In an alternative embodiment, the user has the ability to navigate to the codec settings and override these defaults, and/or to turn off video quality negotiation altogether.

FIG. 3—Common Look Up Tables

FIG. 3 illustrates the common look up tables accessed by the system endpoints according to the inventive concepts of this invention. Each system endpoint refers to these tables when deriving optimized heuristic parameter settings for different combinations of endpoint capabilities.

FIG. 4—Heuristic Parameters

As indicated previously, each endpoint derives optimized heuristic parameter settings for the different combinations of endpoint capabilities in accordance with the methods provided herein. FIG. 4 are examples of such derived heuristic parameter settings for different classes of systems measured by CPU clock speed and quality of video output. As shown, Table 1A provides exemplary parameter settings of Tier 1 systems, i.e., mid to high level systems, e.g., >800 MHz systems, that generate the highest quality video output. Table 1B provides exemplary parameter settings of Tier 2 systems, i.e., mid-level systems, e.g., 500-800 MHz systems, that generate high quality video output. Table 1C provides exemplary parameter settings of Tier 3 systems, i.e., value systems, e.g., 300-500 MHz systems, that generate good quality video output. Finally, Table 1D provides exemplary parameter settings of Tier 4 systems, i.e., sub-par systems, e.g., 300 MHz and less systems that generate best effort quality video output.

Alternate Embodiments

While session-based negotiation of settings is a good start, the preferred embodiment of this invention includes a real-time feed back loop to continue to monitor and adjust appropriate parameters through out the video session. This is desirable because factors such as CPU load can vary widely even on a given machine.
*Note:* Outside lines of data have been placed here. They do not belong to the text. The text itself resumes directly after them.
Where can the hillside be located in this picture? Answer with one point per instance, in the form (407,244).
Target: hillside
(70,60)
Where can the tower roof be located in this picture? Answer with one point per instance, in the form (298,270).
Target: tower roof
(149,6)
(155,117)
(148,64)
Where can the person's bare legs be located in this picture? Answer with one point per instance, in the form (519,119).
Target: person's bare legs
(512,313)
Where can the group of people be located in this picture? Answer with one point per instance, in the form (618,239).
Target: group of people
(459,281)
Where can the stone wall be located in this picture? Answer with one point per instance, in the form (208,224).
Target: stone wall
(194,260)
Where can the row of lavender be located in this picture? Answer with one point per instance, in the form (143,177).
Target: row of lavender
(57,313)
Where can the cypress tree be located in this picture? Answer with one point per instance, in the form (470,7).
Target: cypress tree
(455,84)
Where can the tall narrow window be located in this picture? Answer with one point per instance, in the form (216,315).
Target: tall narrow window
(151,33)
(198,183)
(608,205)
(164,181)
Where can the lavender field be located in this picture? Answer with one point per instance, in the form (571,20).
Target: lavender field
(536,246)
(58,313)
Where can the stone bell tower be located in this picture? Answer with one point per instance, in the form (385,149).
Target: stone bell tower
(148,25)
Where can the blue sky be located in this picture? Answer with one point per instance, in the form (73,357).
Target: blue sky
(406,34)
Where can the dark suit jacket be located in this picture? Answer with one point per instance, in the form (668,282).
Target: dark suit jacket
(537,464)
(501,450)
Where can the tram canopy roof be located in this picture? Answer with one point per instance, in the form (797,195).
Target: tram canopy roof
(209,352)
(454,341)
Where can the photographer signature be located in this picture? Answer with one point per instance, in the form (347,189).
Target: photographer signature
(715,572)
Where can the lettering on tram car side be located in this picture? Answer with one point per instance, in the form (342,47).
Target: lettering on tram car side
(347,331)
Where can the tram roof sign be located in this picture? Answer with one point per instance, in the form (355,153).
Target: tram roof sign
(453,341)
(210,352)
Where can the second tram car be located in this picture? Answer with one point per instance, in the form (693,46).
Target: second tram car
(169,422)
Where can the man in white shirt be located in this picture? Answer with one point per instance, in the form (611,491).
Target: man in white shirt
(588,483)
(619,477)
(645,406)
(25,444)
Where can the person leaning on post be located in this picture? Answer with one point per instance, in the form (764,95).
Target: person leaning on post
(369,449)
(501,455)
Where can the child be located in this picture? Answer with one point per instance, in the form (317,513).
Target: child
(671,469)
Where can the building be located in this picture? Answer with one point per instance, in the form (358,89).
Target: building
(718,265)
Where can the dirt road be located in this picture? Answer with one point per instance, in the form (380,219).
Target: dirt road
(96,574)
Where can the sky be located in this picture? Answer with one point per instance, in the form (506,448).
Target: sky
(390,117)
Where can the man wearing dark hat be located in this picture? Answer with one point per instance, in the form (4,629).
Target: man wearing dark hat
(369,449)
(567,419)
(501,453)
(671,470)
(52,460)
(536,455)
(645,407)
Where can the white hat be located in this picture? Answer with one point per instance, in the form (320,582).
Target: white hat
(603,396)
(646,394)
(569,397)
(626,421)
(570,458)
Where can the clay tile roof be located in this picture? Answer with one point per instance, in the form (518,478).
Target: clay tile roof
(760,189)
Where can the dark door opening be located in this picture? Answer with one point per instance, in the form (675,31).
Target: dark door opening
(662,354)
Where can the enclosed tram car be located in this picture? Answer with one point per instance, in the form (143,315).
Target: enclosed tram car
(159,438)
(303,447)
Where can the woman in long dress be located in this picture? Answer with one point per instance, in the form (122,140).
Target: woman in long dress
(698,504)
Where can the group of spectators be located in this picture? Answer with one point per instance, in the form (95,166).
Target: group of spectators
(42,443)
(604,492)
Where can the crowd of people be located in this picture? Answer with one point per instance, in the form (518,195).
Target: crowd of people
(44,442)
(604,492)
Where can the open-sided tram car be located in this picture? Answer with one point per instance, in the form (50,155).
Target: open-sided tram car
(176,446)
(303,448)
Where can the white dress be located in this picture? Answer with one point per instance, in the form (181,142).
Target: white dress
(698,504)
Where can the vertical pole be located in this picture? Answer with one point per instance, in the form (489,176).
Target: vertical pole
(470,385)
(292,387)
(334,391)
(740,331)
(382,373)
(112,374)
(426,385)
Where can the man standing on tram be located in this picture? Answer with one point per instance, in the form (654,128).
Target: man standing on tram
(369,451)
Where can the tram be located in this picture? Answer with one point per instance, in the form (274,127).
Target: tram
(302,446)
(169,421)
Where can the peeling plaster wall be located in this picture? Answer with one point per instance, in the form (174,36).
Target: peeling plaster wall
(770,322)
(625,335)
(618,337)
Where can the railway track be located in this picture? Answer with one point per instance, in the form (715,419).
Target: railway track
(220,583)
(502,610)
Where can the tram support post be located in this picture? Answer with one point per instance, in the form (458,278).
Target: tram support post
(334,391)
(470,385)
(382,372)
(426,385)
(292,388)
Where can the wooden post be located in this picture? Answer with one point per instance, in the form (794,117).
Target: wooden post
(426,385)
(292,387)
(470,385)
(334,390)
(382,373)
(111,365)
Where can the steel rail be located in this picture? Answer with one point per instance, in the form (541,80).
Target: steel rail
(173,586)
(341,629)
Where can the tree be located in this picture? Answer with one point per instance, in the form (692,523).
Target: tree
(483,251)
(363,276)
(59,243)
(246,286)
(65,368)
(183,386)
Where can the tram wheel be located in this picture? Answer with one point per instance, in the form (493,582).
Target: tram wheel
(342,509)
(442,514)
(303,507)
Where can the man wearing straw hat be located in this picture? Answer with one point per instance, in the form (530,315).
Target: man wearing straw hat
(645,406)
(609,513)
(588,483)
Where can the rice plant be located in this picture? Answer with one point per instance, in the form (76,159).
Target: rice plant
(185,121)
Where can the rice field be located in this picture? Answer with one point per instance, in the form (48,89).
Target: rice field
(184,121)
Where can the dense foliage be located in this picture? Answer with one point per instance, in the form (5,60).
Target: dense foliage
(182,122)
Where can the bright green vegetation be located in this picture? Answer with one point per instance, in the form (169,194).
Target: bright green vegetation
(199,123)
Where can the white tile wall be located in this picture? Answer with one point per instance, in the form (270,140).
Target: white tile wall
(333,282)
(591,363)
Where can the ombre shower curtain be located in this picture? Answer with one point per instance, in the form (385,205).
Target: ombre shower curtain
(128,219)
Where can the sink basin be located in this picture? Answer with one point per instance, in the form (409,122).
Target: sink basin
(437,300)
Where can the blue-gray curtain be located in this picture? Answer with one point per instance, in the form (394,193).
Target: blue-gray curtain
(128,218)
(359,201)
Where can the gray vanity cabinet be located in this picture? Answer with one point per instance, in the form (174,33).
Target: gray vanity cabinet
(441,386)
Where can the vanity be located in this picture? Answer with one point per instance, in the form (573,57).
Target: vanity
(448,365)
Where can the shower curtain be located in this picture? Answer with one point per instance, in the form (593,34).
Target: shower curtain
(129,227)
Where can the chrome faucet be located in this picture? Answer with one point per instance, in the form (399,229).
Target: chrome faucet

For example, Pentium IV laptops are notorious for stepping down very aggressively under load conditions (a 1.6 Ghz machine can become a 400 Mhz machine if the processor overheats). Therefore, a dynamic method of managing parameter such as CPU consumption is needed. One method of achieving this is, for instance, by dynamically altering the framerate if the CPU steps outside of the negotiated capabilities.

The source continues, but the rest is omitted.